China Securities Journal cited Mr Luo Bingsheng vice chairman of China Iron & Steel Association as saying that, Chinese steel mills suffered more losses in March compared with January and February due to the continuous capacity expansion and the weak demand.
Mr Luo told the newspaper in response to the myth that steel mills continue full rate operation despite losses that the overall industrial loss has not changed. He said that the sagging demand has yet to come to an end, with steel prices still lingering at low levels.
Mr Yang Siming president of Nanjing Iron & Steel Union Co Ltd said "It will be impossible to earn profit from key steel business this year owing to the massive overcapacity. Most steel mills suffered more or less losses in March, with big mills losing more.”
Mr Luo said the withering demand in global market, rising trade protectionism, changing exchange rate and the unfavorable export tax policies are the main difficulties confronting Chinese steel export. As a result, the vice chairman suggests related government bodies to adjust export taxes for hot rolled sheet/coil and rail steel to help increase shipment.
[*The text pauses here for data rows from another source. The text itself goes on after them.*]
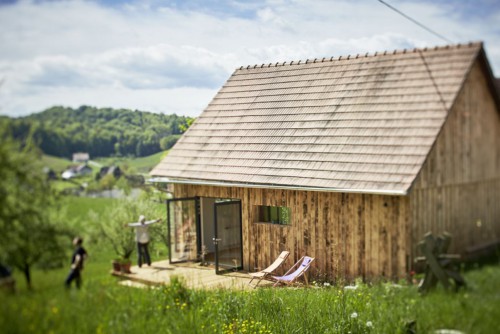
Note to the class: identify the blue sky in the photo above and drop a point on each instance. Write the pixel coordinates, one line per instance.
(173, 56)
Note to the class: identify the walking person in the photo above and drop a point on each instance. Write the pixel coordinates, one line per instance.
(79, 256)
(142, 239)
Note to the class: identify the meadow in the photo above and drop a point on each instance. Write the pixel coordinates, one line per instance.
(104, 306)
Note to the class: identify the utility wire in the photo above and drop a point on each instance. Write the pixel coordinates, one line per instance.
(416, 22)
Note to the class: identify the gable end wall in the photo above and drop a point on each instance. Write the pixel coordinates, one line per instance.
(458, 188)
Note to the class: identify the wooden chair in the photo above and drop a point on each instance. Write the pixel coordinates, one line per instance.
(299, 269)
(264, 274)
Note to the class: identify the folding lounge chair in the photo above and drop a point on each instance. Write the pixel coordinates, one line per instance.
(263, 274)
(298, 269)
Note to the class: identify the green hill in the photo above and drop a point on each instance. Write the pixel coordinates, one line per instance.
(102, 132)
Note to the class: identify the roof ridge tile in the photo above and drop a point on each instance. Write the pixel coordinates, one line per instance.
(469, 44)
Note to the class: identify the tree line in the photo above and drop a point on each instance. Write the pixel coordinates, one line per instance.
(102, 132)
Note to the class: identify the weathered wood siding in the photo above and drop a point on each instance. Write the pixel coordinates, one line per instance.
(350, 235)
(458, 188)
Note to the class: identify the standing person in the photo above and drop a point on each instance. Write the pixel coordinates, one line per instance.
(142, 239)
(79, 256)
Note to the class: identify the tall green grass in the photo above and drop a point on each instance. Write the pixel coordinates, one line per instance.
(104, 306)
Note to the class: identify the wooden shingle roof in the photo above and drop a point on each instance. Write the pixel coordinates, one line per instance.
(358, 123)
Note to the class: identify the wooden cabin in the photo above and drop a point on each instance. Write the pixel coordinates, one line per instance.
(350, 160)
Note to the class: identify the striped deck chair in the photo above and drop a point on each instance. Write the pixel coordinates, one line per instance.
(263, 274)
(299, 269)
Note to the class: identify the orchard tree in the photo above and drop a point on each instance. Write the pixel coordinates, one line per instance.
(28, 234)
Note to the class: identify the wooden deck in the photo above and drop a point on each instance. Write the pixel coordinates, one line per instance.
(194, 275)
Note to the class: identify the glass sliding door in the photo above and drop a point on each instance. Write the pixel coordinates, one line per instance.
(183, 229)
(228, 238)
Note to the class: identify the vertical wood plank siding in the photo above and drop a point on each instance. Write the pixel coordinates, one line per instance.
(350, 235)
(458, 188)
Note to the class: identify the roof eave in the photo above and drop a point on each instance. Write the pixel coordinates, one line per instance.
(277, 186)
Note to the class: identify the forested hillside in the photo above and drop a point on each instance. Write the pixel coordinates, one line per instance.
(101, 132)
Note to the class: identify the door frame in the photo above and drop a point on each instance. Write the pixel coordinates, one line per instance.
(196, 221)
(216, 239)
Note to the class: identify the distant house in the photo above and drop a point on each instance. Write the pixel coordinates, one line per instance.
(350, 160)
(110, 170)
(50, 173)
(81, 157)
(76, 171)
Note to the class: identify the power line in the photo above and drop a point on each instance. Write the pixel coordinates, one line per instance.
(416, 22)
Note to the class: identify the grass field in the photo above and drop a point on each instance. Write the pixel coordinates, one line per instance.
(139, 165)
(103, 306)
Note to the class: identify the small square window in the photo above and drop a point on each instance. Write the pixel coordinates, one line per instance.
(279, 215)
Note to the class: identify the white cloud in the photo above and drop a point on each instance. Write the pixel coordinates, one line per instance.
(162, 58)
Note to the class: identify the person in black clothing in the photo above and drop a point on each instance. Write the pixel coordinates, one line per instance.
(79, 256)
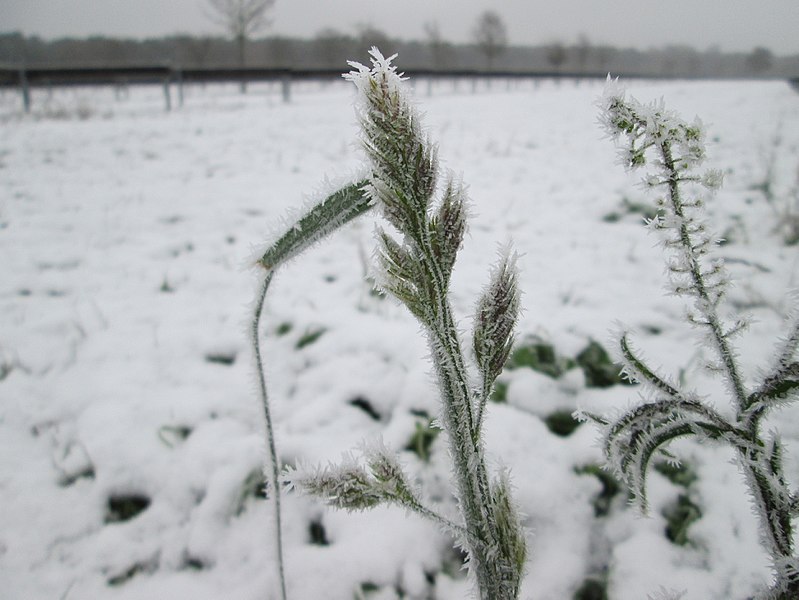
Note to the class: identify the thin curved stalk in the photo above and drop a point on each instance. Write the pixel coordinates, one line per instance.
(274, 473)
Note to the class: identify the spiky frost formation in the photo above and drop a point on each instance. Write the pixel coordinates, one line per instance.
(416, 269)
(673, 150)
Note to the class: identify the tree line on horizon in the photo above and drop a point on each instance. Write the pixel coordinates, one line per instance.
(331, 49)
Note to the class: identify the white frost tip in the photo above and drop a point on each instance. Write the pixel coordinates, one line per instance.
(380, 65)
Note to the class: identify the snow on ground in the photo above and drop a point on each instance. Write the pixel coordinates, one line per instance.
(130, 434)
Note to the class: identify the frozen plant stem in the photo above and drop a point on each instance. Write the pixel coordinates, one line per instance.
(417, 272)
(274, 471)
(320, 220)
(416, 267)
(631, 441)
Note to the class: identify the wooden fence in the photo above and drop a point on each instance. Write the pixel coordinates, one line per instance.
(170, 78)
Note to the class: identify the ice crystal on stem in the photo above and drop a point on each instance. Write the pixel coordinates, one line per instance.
(650, 135)
(416, 269)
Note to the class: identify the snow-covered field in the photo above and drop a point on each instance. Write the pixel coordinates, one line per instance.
(130, 433)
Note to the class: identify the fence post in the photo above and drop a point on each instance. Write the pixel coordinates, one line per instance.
(167, 96)
(285, 84)
(25, 89)
(179, 77)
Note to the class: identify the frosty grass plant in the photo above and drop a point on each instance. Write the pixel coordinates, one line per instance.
(674, 150)
(416, 263)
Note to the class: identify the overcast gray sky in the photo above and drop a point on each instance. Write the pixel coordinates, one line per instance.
(732, 25)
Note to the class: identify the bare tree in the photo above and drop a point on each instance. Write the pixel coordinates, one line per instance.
(759, 60)
(556, 55)
(439, 48)
(491, 36)
(241, 18)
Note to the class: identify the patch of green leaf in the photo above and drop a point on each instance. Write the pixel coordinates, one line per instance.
(172, 435)
(610, 488)
(540, 356)
(123, 507)
(561, 423)
(422, 439)
(600, 371)
(253, 486)
(680, 515)
(317, 534)
(593, 588)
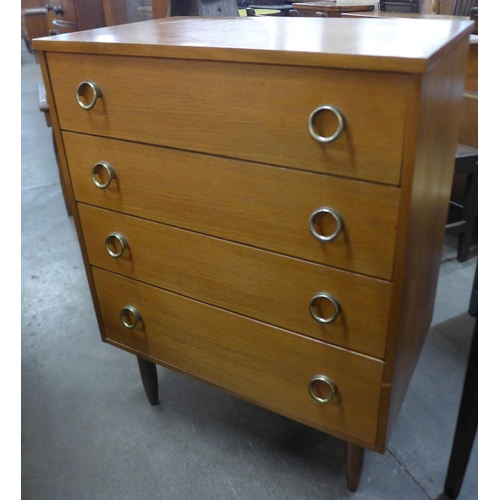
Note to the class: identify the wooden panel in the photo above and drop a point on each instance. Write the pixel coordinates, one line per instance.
(426, 194)
(259, 284)
(264, 364)
(207, 107)
(387, 44)
(213, 196)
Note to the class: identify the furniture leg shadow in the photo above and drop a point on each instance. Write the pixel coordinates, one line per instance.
(353, 459)
(149, 377)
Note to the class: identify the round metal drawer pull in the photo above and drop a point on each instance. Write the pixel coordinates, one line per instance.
(340, 127)
(110, 174)
(130, 313)
(332, 300)
(80, 92)
(326, 380)
(332, 213)
(112, 239)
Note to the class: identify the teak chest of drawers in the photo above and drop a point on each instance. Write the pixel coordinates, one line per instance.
(261, 202)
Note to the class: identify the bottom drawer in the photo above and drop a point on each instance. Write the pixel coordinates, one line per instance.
(266, 365)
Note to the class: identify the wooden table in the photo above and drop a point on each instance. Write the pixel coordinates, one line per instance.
(271, 221)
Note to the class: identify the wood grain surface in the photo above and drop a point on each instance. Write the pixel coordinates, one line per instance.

Mr Yang Siming believes the full rate operation in March also helped prop up raw materials prices like coking coal. And the president suggests CISA to organize price talks between steelmakers and coal giants to alleviate costs pressure. Meanwhile, He said the loosening credit climate also encouraged steel mills sticking to full rate production instead of output cuts. Costs for steelmaking in this Jan and February fell by CNY 234 per tonne or 9.42%.
Crude steel production in March rises to some 42.9 million tonnes or translating into annual output of some 510 million tonnes. While according to forecasts made in the steel revitalization plan, crude steel output in 2009 would fall 8% on year to 460 million tonnes and apparent consumption could fall 5% to 430 million tonnes.